If things continue like this, he warns darkly, “the bottom line will be civil upheaval.”

People speak of a new bitterness and anger where hope should be. Crime rates have soared an average of 25%, and thieves are even stripping the copper wiring by the mile from electric train and trolley lines to sell on the black market for hard currency.

Surprisingly, it was Estonia, the smallest yet most prosperous of the Baltics in the past, that took the hardest hit this winter. Staples such as flour and milk and butter are rationed off and on throughout the Baltics, though they can be had for hard currency or outrageous prices at local flea markets. Since freedom came and government subsidies went, though, a pound of apples cost what a pound of meat once did.

In Estonia, there were bread lines this winter for the first time since World War II, and soup kitchens were set up to feed the elderly, whose monthly pensions are sometimes not enough to buy much more than bread, milk and a few ounces of sausage.

Helmi Lauste is a classic victim of the Baltics’ shaky transition. The 81-year-old Tallinn resident is entitled to the new minimum pension of 860 rubles a month, or roughly $8.60. But none of the incremental raises have reached her in the last six months, and she still collects only 252 rubles--$2.50.

Advertisement

“This is the most difficult time I’ve ever been through,” she said, leaving a grocery store with a pint of milk and about three ounces of gristly sausage. “I won’t go hungry. I can always boil some potatoes.”

She is hunched over in pain from a crippled back, and as she shuffles off, she avoids the angry glares of customers who shouted at her earlier when she cut into line because she is too feeble to stand for long.

Some consumers and politicians angrily blame farmers for the shortages, accusing them of holding back food to create panic, knowing the prices will jump again within a few days, profiting them all the more. Suspecting that food was also leaving the country to be sold for hard currency in nearby Poland or even to desperate Russians, Lithuania announced severe fines for anyone caught taking food out of the country.

The situation in general is expected to improve slightly with a handful of new trade agreements with Russia, which has promised to send fuel and raw materials to the Baltics in exchange for food. But supplies still fall far below usual quotas.

The malaise extends even to the arts, where the realities of everyday life overshadow the new freedom of expression. Ruth Huimerind’s friends bemoan having to promote and sell their own work now and even express nostalgia for the socialist system that supported them regardless of their talent or marketability.

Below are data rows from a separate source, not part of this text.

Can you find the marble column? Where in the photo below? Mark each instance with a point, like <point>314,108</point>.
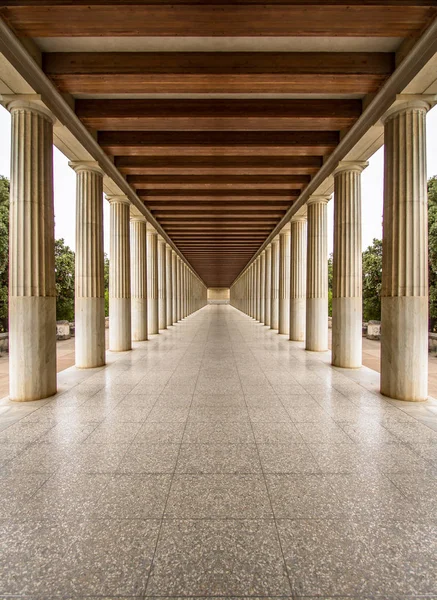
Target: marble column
<point>258,289</point>
<point>347,310</point>
<point>162,282</point>
<point>89,313</point>
<point>119,275</point>
<point>152,281</point>
<point>284,281</point>
<point>174,276</point>
<point>179,289</point>
<point>138,245</point>
<point>262,286</point>
<point>268,285</point>
<point>317,275</point>
<point>169,284</point>
<point>404,295</point>
<point>32,292</point>
<point>298,256</point>
<point>274,307</point>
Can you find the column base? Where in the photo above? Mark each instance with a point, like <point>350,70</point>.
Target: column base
<point>284,317</point>
<point>32,348</point>
<point>89,332</point>
<point>120,324</point>
<point>404,348</point>
<point>297,319</point>
<point>347,333</point>
<point>316,324</point>
<point>139,319</point>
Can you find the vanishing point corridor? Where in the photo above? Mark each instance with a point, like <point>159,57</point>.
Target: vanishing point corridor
<point>219,459</point>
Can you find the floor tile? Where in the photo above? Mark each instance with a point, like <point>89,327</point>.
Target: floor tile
<point>235,558</point>
<point>218,497</point>
<point>218,458</point>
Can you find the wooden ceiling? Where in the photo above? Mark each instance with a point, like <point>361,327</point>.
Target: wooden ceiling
<point>218,144</point>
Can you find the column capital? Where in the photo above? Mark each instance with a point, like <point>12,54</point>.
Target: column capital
<point>138,219</point>
<point>406,102</point>
<point>298,219</point>
<point>351,165</point>
<point>118,199</point>
<point>319,199</point>
<point>29,102</point>
<point>86,165</point>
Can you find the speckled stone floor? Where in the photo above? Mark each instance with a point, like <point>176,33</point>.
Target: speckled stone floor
<point>218,460</point>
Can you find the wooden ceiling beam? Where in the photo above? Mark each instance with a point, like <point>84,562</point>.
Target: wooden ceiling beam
<point>49,18</point>
<point>96,73</point>
<point>308,165</point>
<point>217,115</point>
<point>218,143</point>
<point>212,182</point>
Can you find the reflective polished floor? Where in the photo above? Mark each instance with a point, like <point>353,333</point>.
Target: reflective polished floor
<point>218,460</point>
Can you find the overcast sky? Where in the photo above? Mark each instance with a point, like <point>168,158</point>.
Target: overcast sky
<point>65,186</point>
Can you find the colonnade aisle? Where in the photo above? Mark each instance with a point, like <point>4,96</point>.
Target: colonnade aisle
<point>219,459</point>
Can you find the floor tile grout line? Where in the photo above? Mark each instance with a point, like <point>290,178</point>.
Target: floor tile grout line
<point>163,520</point>
<point>267,488</point>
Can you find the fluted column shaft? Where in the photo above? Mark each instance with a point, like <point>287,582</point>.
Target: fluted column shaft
<point>347,312</point>
<point>162,282</point>
<point>262,275</point>
<point>298,257</point>
<point>119,276</point>
<point>32,292</point>
<point>169,285</point>
<point>317,275</point>
<point>404,296</point>
<point>179,290</point>
<point>174,286</point>
<point>284,282</point>
<point>258,289</point>
<point>89,313</point>
<point>268,285</point>
<point>138,246</point>
<point>274,307</point>
<point>152,282</point>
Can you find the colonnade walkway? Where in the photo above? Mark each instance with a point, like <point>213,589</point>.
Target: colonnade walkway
<point>219,459</point>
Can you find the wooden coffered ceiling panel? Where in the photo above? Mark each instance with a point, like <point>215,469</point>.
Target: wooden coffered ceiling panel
<point>219,144</point>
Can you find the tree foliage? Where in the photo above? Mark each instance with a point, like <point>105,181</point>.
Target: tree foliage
<point>372,280</point>
<point>432,251</point>
<point>4,252</point>
<point>64,267</point>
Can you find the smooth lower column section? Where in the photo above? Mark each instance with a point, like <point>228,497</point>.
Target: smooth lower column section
<point>32,293</point>
<point>262,280</point>
<point>404,296</point>
<point>89,313</point>
<point>174,286</point>
<point>347,272</point>
<point>274,307</point>
<point>162,278</point>
<point>119,276</point>
<point>179,289</point>
<point>169,285</point>
<point>298,257</point>
<point>284,281</point>
<point>268,285</point>
<point>138,244</point>
<point>317,275</point>
<point>152,281</point>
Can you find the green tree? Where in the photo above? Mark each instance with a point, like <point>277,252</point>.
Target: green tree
<point>432,251</point>
<point>64,268</point>
<point>106,277</point>
<point>372,280</point>
<point>4,252</point>
<point>330,277</point>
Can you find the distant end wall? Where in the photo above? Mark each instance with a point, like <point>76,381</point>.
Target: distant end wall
<point>219,295</point>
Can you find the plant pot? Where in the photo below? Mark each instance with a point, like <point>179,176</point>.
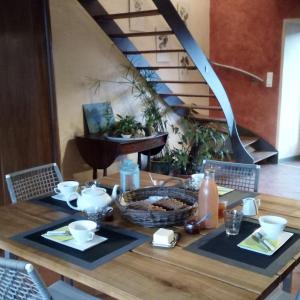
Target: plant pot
<point>161,167</point>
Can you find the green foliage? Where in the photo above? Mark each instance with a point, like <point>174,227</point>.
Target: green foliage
<point>127,125</point>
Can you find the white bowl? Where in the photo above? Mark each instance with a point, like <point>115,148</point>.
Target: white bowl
<point>83,230</point>
<point>272,226</point>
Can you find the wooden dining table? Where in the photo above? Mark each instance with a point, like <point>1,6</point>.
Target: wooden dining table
<point>147,272</point>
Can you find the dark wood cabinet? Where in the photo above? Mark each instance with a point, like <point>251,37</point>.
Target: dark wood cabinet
<point>28,126</point>
<point>100,152</point>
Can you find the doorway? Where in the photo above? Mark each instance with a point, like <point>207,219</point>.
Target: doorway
<point>289,111</point>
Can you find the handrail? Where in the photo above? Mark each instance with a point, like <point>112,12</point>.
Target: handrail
<point>253,76</point>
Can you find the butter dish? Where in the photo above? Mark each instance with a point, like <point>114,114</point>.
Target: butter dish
<point>166,243</point>
<point>253,245</point>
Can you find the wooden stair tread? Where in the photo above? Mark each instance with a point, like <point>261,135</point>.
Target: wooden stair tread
<point>186,95</point>
<point>152,51</point>
<point>261,155</point>
<point>136,14</point>
<point>199,117</point>
<point>178,81</point>
<point>248,140</point>
<point>196,106</point>
<point>250,149</point>
<point>165,67</point>
<point>140,34</point>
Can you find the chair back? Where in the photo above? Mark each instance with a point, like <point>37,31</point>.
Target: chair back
<point>33,183</point>
<point>243,177</point>
<point>19,280</point>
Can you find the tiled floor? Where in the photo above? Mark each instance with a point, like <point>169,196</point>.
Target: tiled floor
<point>281,180</point>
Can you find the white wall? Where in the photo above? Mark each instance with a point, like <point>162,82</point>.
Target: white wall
<point>289,122</point>
<point>81,50</point>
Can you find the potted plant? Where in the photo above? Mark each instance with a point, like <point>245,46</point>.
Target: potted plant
<point>197,142</point>
<point>127,127</point>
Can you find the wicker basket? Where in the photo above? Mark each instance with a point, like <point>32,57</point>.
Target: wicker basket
<point>148,218</point>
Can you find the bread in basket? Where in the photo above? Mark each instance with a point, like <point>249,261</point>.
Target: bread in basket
<point>157,206</point>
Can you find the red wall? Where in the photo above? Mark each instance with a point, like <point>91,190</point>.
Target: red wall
<point>248,34</point>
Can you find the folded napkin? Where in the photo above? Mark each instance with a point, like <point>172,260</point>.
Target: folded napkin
<point>250,244</point>
<point>223,190</point>
<point>59,237</point>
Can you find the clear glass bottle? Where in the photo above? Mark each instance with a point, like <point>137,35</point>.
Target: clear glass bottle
<point>129,175</point>
<point>208,200</point>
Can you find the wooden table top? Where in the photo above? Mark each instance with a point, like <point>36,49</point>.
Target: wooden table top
<point>147,272</point>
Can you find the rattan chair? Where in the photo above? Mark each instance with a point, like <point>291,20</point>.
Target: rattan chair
<point>33,183</point>
<point>19,280</point>
<point>243,177</point>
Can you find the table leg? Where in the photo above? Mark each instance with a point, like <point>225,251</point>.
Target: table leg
<point>140,160</point>
<point>287,283</point>
<point>95,173</point>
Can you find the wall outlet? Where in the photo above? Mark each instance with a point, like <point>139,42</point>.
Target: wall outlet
<point>269,80</point>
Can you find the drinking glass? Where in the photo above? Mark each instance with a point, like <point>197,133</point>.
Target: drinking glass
<point>232,219</point>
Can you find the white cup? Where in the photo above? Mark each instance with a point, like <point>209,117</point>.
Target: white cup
<point>272,226</point>
<point>83,230</point>
<point>197,179</point>
<point>66,188</point>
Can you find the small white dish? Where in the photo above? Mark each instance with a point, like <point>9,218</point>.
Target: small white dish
<point>61,197</point>
<point>282,239</point>
<point>73,244</point>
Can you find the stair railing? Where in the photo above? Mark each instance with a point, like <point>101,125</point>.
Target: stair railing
<point>168,11</point>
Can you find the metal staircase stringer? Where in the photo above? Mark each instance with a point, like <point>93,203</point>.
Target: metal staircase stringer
<point>199,59</point>
<point>94,8</point>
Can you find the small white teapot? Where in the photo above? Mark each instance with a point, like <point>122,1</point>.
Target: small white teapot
<point>93,199</point>
<point>250,206</point>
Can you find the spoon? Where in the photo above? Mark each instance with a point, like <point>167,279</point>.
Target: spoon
<point>204,218</point>
<point>152,180</point>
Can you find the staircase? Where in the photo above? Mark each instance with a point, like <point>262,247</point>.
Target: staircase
<point>247,147</point>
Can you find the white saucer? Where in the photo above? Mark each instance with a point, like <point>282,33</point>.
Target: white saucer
<point>282,239</point>
<point>73,244</point>
<point>62,197</point>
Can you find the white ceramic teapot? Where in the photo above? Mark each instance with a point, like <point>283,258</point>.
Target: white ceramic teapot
<point>93,199</point>
<point>250,206</point>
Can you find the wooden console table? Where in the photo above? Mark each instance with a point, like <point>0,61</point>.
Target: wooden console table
<point>100,152</point>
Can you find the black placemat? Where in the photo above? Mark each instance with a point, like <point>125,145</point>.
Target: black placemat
<point>119,241</point>
<point>218,246</point>
<point>62,205</point>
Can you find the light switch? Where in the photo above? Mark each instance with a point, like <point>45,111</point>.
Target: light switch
<point>269,81</point>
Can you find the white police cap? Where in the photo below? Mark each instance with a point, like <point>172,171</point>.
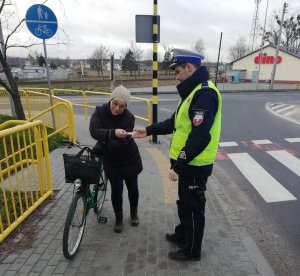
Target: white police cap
<point>182,55</point>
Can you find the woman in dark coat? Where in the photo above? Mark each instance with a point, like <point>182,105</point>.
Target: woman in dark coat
<point>111,123</point>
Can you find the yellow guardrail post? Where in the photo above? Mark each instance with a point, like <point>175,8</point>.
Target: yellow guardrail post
<point>38,147</point>
<point>86,115</point>
<point>47,157</point>
<point>14,194</point>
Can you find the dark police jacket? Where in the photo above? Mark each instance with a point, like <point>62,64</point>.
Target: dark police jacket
<point>205,102</point>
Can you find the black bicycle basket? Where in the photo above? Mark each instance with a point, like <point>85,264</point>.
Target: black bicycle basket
<point>83,166</point>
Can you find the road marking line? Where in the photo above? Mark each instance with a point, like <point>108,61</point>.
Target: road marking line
<point>268,187</point>
<point>287,159</point>
<point>163,165</point>
<point>261,142</point>
<point>228,144</point>
<point>292,140</point>
<point>286,108</point>
<point>278,106</point>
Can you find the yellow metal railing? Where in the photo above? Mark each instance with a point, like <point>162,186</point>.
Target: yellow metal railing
<point>37,106</point>
<point>25,178</point>
<point>86,106</point>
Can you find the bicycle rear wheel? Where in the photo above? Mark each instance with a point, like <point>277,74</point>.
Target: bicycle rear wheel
<point>74,227</point>
<point>100,193</point>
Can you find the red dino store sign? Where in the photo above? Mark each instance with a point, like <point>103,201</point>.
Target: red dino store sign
<point>265,59</point>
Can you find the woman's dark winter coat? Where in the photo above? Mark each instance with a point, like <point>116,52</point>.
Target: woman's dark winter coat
<point>121,156</point>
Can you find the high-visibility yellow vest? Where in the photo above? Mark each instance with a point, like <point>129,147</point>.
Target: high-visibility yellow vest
<point>183,127</point>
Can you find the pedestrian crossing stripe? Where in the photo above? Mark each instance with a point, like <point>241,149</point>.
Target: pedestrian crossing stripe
<point>261,142</point>
<point>287,159</point>
<point>267,186</point>
<point>257,142</point>
<point>228,144</point>
<point>292,140</point>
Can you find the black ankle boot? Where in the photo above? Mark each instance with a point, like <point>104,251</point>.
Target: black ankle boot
<point>134,216</point>
<point>119,222</point>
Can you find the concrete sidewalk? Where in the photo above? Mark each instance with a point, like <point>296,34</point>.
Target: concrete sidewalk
<point>228,249</point>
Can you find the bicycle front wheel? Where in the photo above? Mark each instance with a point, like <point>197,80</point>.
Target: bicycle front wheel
<point>74,227</point>
<point>100,193</point>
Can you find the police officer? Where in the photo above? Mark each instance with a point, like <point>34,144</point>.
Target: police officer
<point>196,127</point>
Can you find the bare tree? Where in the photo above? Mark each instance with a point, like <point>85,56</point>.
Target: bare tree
<point>239,49</point>
<point>10,17</point>
<point>98,58</point>
<point>199,46</point>
<point>290,31</point>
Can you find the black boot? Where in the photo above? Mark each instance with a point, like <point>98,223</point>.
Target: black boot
<point>134,216</point>
<point>119,222</point>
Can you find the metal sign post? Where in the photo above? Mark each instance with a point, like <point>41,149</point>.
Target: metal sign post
<point>148,31</point>
<point>42,23</point>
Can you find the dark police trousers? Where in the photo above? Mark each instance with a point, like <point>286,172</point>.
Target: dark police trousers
<point>191,212</point>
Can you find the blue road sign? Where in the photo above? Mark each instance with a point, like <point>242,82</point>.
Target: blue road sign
<point>41,21</point>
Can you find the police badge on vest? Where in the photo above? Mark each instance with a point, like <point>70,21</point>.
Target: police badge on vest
<point>198,117</point>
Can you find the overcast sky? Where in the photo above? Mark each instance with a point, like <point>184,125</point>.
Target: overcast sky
<point>90,23</point>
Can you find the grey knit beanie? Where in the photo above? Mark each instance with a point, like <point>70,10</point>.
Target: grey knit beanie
<point>122,93</point>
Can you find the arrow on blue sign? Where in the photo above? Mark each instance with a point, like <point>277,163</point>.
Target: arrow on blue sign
<point>41,21</point>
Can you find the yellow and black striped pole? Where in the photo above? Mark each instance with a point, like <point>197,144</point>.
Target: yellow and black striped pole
<point>154,68</point>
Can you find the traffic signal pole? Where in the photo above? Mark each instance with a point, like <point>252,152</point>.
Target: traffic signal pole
<point>154,68</point>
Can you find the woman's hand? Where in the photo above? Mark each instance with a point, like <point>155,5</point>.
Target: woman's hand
<point>173,176</point>
<point>139,132</point>
<point>120,133</point>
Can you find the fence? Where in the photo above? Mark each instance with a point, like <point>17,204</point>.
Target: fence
<point>86,106</point>
<point>25,176</point>
<point>37,106</point>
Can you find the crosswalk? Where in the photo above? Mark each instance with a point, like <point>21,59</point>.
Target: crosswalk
<point>270,189</point>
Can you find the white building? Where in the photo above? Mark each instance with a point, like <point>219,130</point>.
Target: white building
<point>34,72</point>
<point>287,69</point>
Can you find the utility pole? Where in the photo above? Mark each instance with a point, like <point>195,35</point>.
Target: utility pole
<point>154,68</point>
<point>277,47</point>
<point>12,106</point>
<point>217,69</point>
<point>261,46</point>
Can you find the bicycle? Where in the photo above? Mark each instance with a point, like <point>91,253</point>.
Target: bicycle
<point>86,173</point>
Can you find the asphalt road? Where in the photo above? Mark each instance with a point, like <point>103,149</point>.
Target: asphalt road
<point>258,164</point>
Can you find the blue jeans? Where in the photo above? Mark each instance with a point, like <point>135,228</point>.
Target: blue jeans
<point>117,184</point>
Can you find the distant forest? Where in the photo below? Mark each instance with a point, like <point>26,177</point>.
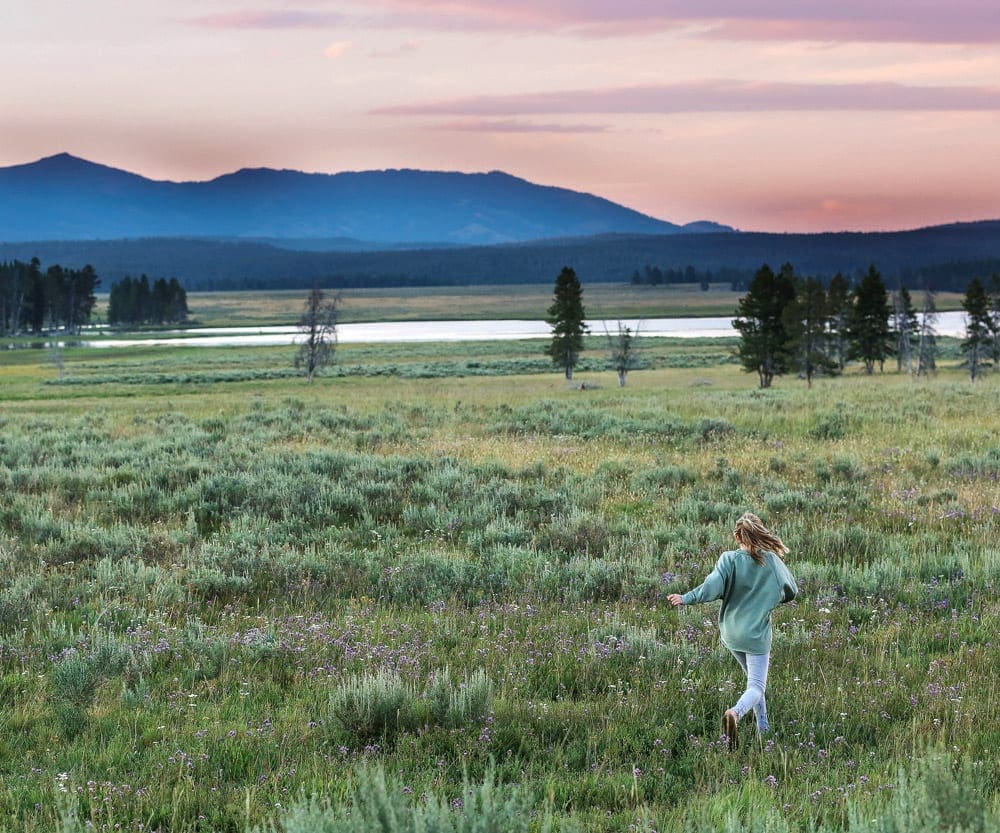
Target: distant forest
<point>943,258</point>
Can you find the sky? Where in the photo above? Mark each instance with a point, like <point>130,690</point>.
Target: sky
<point>770,115</point>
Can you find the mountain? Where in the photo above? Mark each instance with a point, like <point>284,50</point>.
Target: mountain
<point>944,257</point>
<point>63,197</point>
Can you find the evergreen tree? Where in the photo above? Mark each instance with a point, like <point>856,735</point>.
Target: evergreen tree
<point>806,320</point>
<point>927,342</point>
<point>566,317</point>
<point>870,338</point>
<point>978,343</point>
<point>764,343</point>
<point>178,309</point>
<point>904,320</point>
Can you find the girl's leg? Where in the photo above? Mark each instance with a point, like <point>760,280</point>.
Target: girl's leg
<point>755,666</point>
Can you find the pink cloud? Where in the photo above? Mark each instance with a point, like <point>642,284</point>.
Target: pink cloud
<point>475,125</point>
<point>715,96</point>
<point>920,21</point>
<point>264,19</point>
<point>338,48</point>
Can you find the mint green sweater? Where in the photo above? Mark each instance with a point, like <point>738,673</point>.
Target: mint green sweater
<point>749,592</point>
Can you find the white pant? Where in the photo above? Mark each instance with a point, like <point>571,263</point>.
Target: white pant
<point>755,667</point>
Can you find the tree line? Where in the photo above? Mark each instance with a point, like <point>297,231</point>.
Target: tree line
<point>33,301</point>
<point>137,301</point>
<point>789,323</point>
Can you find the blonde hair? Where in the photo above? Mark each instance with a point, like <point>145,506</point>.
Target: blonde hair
<point>751,533</point>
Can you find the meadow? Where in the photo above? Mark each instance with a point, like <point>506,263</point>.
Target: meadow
<point>428,592</point>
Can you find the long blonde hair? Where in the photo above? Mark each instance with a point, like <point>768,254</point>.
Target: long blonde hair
<point>753,536</point>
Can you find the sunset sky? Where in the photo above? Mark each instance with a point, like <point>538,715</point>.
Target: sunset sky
<point>776,115</point>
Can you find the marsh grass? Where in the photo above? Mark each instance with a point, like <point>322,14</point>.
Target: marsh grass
<point>221,598</point>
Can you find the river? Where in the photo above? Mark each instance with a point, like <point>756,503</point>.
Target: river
<point>948,324</point>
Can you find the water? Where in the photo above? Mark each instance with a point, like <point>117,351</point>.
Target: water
<point>948,324</point>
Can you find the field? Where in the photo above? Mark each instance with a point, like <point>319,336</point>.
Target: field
<point>231,599</point>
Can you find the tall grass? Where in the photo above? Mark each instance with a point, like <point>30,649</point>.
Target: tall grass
<point>224,608</point>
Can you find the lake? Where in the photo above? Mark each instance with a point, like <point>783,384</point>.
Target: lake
<point>948,324</point>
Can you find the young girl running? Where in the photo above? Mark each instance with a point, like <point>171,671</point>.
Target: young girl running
<point>751,582</point>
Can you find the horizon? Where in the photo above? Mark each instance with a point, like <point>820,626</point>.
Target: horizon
<point>773,117</point>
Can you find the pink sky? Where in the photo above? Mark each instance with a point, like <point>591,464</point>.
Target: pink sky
<point>778,115</point>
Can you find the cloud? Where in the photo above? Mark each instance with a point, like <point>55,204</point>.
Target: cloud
<point>514,126</point>
<point>270,19</point>
<point>919,21</point>
<point>404,48</point>
<point>337,48</point>
<point>714,96</point>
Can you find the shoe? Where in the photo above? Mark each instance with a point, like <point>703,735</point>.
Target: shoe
<point>729,723</point>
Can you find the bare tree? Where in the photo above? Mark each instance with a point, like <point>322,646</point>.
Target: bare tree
<point>319,326</point>
<point>623,350</point>
<point>927,344</point>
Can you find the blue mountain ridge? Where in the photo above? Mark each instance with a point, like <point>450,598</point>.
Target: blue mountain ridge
<point>63,197</point>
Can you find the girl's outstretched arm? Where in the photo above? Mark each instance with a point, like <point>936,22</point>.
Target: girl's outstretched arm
<point>709,590</point>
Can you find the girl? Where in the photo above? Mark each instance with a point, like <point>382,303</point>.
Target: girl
<point>751,582</point>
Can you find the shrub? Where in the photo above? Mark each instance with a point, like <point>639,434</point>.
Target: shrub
<point>935,796</point>
<point>374,707</point>
<point>380,806</point>
<point>454,705</point>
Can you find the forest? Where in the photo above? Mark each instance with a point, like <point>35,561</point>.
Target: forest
<point>942,258</point>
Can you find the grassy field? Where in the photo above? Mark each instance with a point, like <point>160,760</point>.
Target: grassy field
<point>441,568</point>
<point>602,300</point>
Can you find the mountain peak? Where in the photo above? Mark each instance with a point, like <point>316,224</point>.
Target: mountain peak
<point>65,197</point>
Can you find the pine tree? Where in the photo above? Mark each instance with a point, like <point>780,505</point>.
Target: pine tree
<point>870,338</point>
<point>806,321</point>
<point>978,343</point>
<point>566,317</point>
<point>764,344</point>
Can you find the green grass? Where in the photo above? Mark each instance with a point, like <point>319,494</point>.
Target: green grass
<point>221,596</point>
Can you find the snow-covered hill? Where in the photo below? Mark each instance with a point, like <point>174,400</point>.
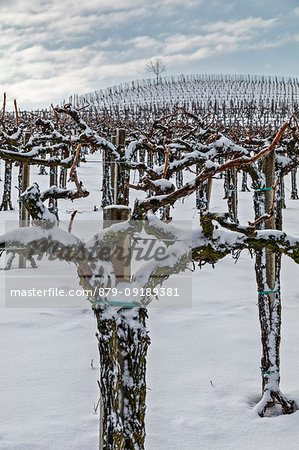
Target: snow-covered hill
<point>226,96</point>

In Vilnius, Arvydas Dapsys, a 32-year-old actor in the city theater, is looking forward to touring Scandinavia by bus with a production of “The Cherry Orchard,” but he also wonders how long the Lithuanian government can afford to subsidize the theater.

Advertisement

Just a year ago, he remembers how empty the theaters were because Soviet tanks were in the streets trying to crush the Lithuanian drive for independence. People stopped coming out at night.

“Earlier, it was like everyone was in a cage and everybody knew we had to escape somehow,” Dapsys explained, “but there was only one door and one way out and everybody knew it. We had to make our plans without the guard hearing us, and then agree on the right time.

“Now, we’re out. We escaped. But we’re still right outside the cage door, trying to agree on which direction to flee.”